- Directed by: John Amritraj
- Produced by: S. Soundara Pandi
- Starring: Karthik Vinod Kumar Alva Manoj K. Jayan Radha
- Cinematography: T. Damodaran
- Edited by: Krishna
- Music by: S. P. Venkatesh
- Production company: Srimasani Amman Pictures
- Release date: 4 November 2002;
- Country: India
- Language: Tamil

= Game (2002 film) =

Game is a 2002 Indian Tamil-language action drama film directed by John Amritraj. The film stars Karthik and Vinod Kumar Alva. The film, produced by Srimasani Amman Pictures, had a musical scores by S. P. Venkatesh and was released after several delays on 4 November 2002 to negative reviews.

==Production==
John Amritraj had originally planned the film with Karthik in the late 1990s as Koottali which also had Divya Dutta in the cast, though delays meant that the film's budget and cast were subsequently affected. For the film, Karthik participated in a song sequence shot with 100 car lights, sung by Anuradha Sreeram and performed by Rani.
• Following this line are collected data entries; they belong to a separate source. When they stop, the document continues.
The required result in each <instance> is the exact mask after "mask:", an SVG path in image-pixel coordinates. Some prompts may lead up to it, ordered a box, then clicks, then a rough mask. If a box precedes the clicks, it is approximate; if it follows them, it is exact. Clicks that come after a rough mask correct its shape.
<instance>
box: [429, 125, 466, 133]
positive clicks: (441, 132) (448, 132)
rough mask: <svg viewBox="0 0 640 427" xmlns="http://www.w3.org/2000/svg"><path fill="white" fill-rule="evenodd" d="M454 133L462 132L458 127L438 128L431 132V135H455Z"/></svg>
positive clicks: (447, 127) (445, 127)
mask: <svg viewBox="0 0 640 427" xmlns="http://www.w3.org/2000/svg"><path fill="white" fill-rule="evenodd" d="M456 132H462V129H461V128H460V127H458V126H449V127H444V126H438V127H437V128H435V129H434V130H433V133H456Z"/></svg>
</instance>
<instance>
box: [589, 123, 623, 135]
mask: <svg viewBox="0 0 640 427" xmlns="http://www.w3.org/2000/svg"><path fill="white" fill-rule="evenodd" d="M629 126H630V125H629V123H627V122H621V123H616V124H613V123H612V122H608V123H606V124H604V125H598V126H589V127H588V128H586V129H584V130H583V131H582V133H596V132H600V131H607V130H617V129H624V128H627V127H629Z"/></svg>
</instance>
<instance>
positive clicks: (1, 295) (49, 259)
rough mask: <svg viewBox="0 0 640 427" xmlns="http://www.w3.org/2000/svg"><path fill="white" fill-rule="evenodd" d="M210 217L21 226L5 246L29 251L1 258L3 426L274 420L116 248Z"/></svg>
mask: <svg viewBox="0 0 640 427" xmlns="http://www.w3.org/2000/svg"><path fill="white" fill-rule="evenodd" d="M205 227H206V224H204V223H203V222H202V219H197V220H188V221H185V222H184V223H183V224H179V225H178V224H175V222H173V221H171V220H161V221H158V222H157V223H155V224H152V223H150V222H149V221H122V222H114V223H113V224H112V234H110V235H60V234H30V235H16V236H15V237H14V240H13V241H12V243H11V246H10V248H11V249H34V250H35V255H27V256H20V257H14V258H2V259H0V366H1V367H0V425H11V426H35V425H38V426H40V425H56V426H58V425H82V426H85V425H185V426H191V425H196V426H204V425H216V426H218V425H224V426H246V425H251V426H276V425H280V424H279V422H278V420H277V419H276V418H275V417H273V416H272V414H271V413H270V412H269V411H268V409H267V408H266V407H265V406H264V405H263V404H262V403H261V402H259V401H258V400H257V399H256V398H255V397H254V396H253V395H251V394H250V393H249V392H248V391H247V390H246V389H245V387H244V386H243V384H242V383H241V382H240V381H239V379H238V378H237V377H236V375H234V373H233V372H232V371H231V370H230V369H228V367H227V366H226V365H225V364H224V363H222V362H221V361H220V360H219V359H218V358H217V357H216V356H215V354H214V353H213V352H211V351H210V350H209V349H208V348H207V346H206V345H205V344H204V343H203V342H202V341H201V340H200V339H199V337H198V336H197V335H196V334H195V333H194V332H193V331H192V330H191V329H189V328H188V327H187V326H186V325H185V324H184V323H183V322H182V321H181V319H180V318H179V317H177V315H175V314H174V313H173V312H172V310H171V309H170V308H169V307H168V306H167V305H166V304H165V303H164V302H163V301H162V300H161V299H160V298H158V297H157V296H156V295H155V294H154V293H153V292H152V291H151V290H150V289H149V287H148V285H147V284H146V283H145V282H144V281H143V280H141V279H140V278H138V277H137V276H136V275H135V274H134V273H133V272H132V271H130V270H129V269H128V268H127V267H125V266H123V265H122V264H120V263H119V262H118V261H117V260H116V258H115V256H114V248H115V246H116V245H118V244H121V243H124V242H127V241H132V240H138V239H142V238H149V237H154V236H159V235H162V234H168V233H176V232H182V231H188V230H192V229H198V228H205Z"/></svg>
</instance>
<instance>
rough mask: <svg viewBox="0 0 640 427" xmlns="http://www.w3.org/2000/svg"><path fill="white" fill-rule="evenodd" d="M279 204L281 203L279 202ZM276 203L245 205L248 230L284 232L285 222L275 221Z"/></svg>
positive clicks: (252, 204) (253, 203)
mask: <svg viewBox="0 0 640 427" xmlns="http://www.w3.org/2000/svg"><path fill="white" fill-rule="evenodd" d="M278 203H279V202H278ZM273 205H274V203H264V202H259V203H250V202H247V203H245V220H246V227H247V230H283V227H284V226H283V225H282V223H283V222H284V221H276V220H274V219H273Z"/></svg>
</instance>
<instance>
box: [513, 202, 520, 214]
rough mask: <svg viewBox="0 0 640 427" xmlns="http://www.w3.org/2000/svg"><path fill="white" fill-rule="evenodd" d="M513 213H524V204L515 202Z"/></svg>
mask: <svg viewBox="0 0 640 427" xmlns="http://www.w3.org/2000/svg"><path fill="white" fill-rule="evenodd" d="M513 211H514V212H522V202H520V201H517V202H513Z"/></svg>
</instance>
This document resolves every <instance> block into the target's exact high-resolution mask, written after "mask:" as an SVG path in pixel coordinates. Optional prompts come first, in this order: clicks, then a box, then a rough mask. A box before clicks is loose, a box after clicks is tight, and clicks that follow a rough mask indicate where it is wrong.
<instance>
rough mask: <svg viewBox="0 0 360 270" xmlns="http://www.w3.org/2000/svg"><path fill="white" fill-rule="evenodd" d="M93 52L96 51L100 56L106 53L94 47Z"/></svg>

The film went through production slowly and changed its name to Game, having a delayed release in 2002.

== Soundtrack ==
Soundtrack was composed by S. P. Venkatesh.
- "Jimba" - Mano, Swarnalatha
- "Dhak Dhak" - Anuradha Sriram
- "Achacho" - Swarnalatha
- "Dosthu" - Suresh Peters, Krishna Sundar
- "Kuchipudi" - Mano, Sujatha
- "Pesi Pesi" - Anuradha Sriram, Adithyan
==Release==
The film was released on 4 November 2002 on Diwali day.